Source: Hometown Heroes:  The Saint Louis County World War II Project, page 25.

 


Vincent Arimond entered the Naval Reserve and attended Quartermaster School in Melville, R.I.

He was a Petty Officer Second Class and a wheelsman and quartermaster aboard PT boats, Squadron II, and USS Hanover in the Pacific.

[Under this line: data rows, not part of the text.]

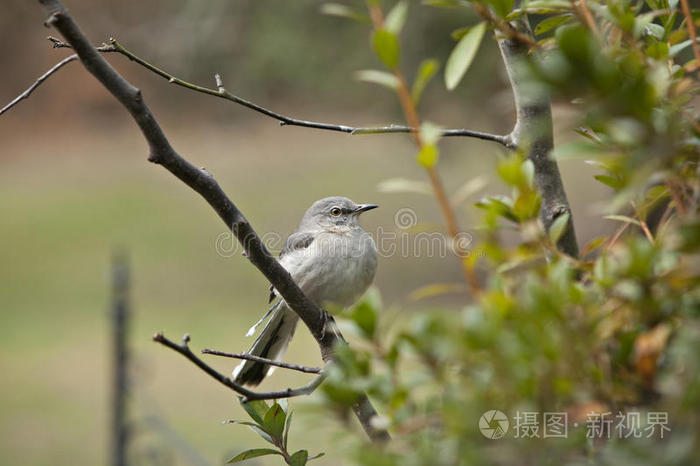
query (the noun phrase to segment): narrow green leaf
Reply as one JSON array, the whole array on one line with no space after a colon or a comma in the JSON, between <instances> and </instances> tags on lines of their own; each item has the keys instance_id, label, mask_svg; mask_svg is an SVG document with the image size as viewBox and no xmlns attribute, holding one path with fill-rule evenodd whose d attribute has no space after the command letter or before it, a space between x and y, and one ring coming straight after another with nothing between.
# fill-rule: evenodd
<instances>
[{"instance_id":1,"label":"narrow green leaf","mask_svg":"<svg viewBox=\"0 0 700 466\"><path fill-rule=\"evenodd\" d=\"M379 59L389 69L394 69L399 64L399 39L391 31L379 29L372 36L374 51Z\"/></svg>"},{"instance_id":2,"label":"narrow green leaf","mask_svg":"<svg viewBox=\"0 0 700 466\"><path fill-rule=\"evenodd\" d=\"M238 419L229 419L228 421L224 421L223 424L241 424L244 426L251 426L251 427L259 427L258 424L250 421L239 421Z\"/></svg>"},{"instance_id":3,"label":"narrow green leaf","mask_svg":"<svg viewBox=\"0 0 700 466\"><path fill-rule=\"evenodd\" d=\"M416 156L418 163L425 168L434 167L438 161L438 149L435 145L425 145L421 148L420 152Z\"/></svg>"},{"instance_id":4,"label":"narrow green leaf","mask_svg":"<svg viewBox=\"0 0 700 466\"><path fill-rule=\"evenodd\" d=\"M435 76L440 68L440 62L435 59L429 58L423 60L418 67L418 75L416 80L413 82L413 87L411 88L411 99L414 105L418 105L420 98L423 95L423 90L428 85L430 80Z\"/></svg>"},{"instance_id":5,"label":"narrow green leaf","mask_svg":"<svg viewBox=\"0 0 700 466\"><path fill-rule=\"evenodd\" d=\"M464 77L469 65L471 65L476 52L481 44L481 39L486 32L486 23L481 22L474 26L462 37L455 48L450 53L445 65L445 86L448 90L457 87L457 84Z\"/></svg>"},{"instance_id":6,"label":"narrow green leaf","mask_svg":"<svg viewBox=\"0 0 700 466\"><path fill-rule=\"evenodd\" d=\"M306 450L299 450L289 458L289 466L304 466L307 459L309 459L309 452Z\"/></svg>"},{"instance_id":7,"label":"narrow green leaf","mask_svg":"<svg viewBox=\"0 0 700 466\"><path fill-rule=\"evenodd\" d=\"M399 87L399 80L396 76L386 71L361 70L355 72L355 78L360 81L379 84L392 90L396 90Z\"/></svg>"},{"instance_id":8,"label":"narrow green leaf","mask_svg":"<svg viewBox=\"0 0 700 466\"><path fill-rule=\"evenodd\" d=\"M454 39L454 40L459 40L462 37L464 37L469 32L469 30L471 28L472 28L471 26L464 26L461 28L457 28L450 33L450 37L452 37L452 39Z\"/></svg>"},{"instance_id":9,"label":"narrow green leaf","mask_svg":"<svg viewBox=\"0 0 700 466\"><path fill-rule=\"evenodd\" d=\"M613 189L620 189L622 187L622 181L609 175L595 175L593 178Z\"/></svg>"},{"instance_id":10,"label":"narrow green leaf","mask_svg":"<svg viewBox=\"0 0 700 466\"><path fill-rule=\"evenodd\" d=\"M606 215L603 218L605 218L607 220L616 220L618 222L633 223L635 225L641 226L641 223L639 223L639 220L637 220L636 218L628 217L626 215Z\"/></svg>"},{"instance_id":11,"label":"narrow green leaf","mask_svg":"<svg viewBox=\"0 0 700 466\"><path fill-rule=\"evenodd\" d=\"M403 25L406 24L406 13L408 13L408 2L406 0L398 1L386 15L384 27L390 32L399 35Z\"/></svg>"},{"instance_id":12,"label":"narrow green leaf","mask_svg":"<svg viewBox=\"0 0 700 466\"><path fill-rule=\"evenodd\" d=\"M380 193L416 193L433 195L433 188L425 181L408 180L406 178L391 178L377 185Z\"/></svg>"},{"instance_id":13,"label":"narrow green leaf","mask_svg":"<svg viewBox=\"0 0 700 466\"><path fill-rule=\"evenodd\" d=\"M558 16L550 16L547 19L543 19L540 21L537 26L535 27L535 34L544 34L545 32L549 32L552 29L556 29L562 24L566 24L570 22L573 19L573 15L558 15Z\"/></svg>"},{"instance_id":14,"label":"narrow green leaf","mask_svg":"<svg viewBox=\"0 0 700 466\"><path fill-rule=\"evenodd\" d=\"M669 57L675 57L676 55L678 55L679 53L681 53L683 50L685 50L687 47L690 47L690 45L691 45L692 43L693 43L693 41L690 40L690 39L688 39L688 40L684 40L683 42L679 42L679 43L676 44L676 45L672 45L672 46L668 49L668 56L669 56Z\"/></svg>"},{"instance_id":15,"label":"narrow green leaf","mask_svg":"<svg viewBox=\"0 0 700 466\"><path fill-rule=\"evenodd\" d=\"M244 461L250 458L257 458L258 456L266 455L282 455L282 453L280 453L277 450L273 450L272 448L254 448L252 450L246 450L237 454L236 456L228 460L227 463L238 463L240 461Z\"/></svg>"},{"instance_id":16,"label":"narrow green leaf","mask_svg":"<svg viewBox=\"0 0 700 466\"><path fill-rule=\"evenodd\" d=\"M282 440L282 431L284 429L284 422L286 414L282 410L282 407L275 403L270 409L265 413L265 419L263 426L265 431L270 434L274 439Z\"/></svg>"},{"instance_id":17,"label":"narrow green leaf","mask_svg":"<svg viewBox=\"0 0 700 466\"><path fill-rule=\"evenodd\" d=\"M266 442L277 446L277 444L275 443L275 440L272 437L270 437L270 434L268 434L267 432L262 430L259 426L250 426L250 429L253 432L255 432L256 434L258 434L260 437L262 437L263 440L265 440Z\"/></svg>"},{"instance_id":18,"label":"narrow green leaf","mask_svg":"<svg viewBox=\"0 0 700 466\"><path fill-rule=\"evenodd\" d=\"M566 231L566 226L569 224L569 213L565 213L557 217L552 226L549 227L549 239L552 243L557 244L557 241L564 235Z\"/></svg>"},{"instance_id":19,"label":"narrow green leaf","mask_svg":"<svg viewBox=\"0 0 700 466\"><path fill-rule=\"evenodd\" d=\"M465 0L423 0L423 5L441 8L469 8L471 5Z\"/></svg>"},{"instance_id":20,"label":"narrow green leaf","mask_svg":"<svg viewBox=\"0 0 700 466\"><path fill-rule=\"evenodd\" d=\"M584 257L586 254L588 254L588 253L594 251L595 249L597 249L598 247L600 247L600 245L602 245L607 239L608 239L607 236L599 236L599 237L589 241L588 244L586 244L583 247L583 250L581 251L581 257Z\"/></svg>"},{"instance_id":21,"label":"narrow green leaf","mask_svg":"<svg viewBox=\"0 0 700 466\"><path fill-rule=\"evenodd\" d=\"M289 440L289 427L292 425L292 414L294 414L293 411L290 411L289 414L287 414L287 422L284 424L284 435L282 436L282 444L284 445L284 448L287 448L287 441Z\"/></svg>"},{"instance_id":22,"label":"narrow green leaf","mask_svg":"<svg viewBox=\"0 0 700 466\"><path fill-rule=\"evenodd\" d=\"M371 22L367 15L340 3L324 3L321 5L321 13L328 16L339 16L341 18L352 19L360 23Z\"/></svg>"},{"instance_id":23,"label":"narrow green leaf","mask_svg":"<svg viewBox=\"0 0 700 466\"><path fill-rule=\"evenodd\" d=\"M239 398L240 402L241 398ZM265 417L265 413L269 409L267 406L267 403L265 403L264 400L256 400L256 401L249 401L247 403L240 402L241 406L245 411L248 413L248 415L253 418L255 422L258 424L263 423L263 418Z\"/></svg>"},{"instance_id":24,"label":"narrow green leaf","mask_svg":"<svg viewBox=\"0 0 700 466\"><path fill-rule=\"evenodd\" d=\"M319 454L317 454L317 455L309 456L309 459L308 459L307 461L319 459L320 457L322 457L322 456L324 456L324 455L325 455L325 453L321 452L321 453L319 453Z\"/></svg>"}]
</instances>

He shipped to New Caledonia in the Hebrides, then boarded Zane Gray's yacht for transfer to Tulagi, Solomon Islands, arriving Easter Sunday in 1943 and was assigned to PT 46. Later served aboard PT 40 during 15 months in the Solomons at Tulagi, Russell Islands, New Georgia and Bouganville.

He returned to the continental United States in November 1944 and served briefly aboard a minesweeper tender at Charleston, South Carolina before being assigned to USS Hanover at Galveston, Texas, for eight months service in the Pacific. He was discharged on December 29, 1945.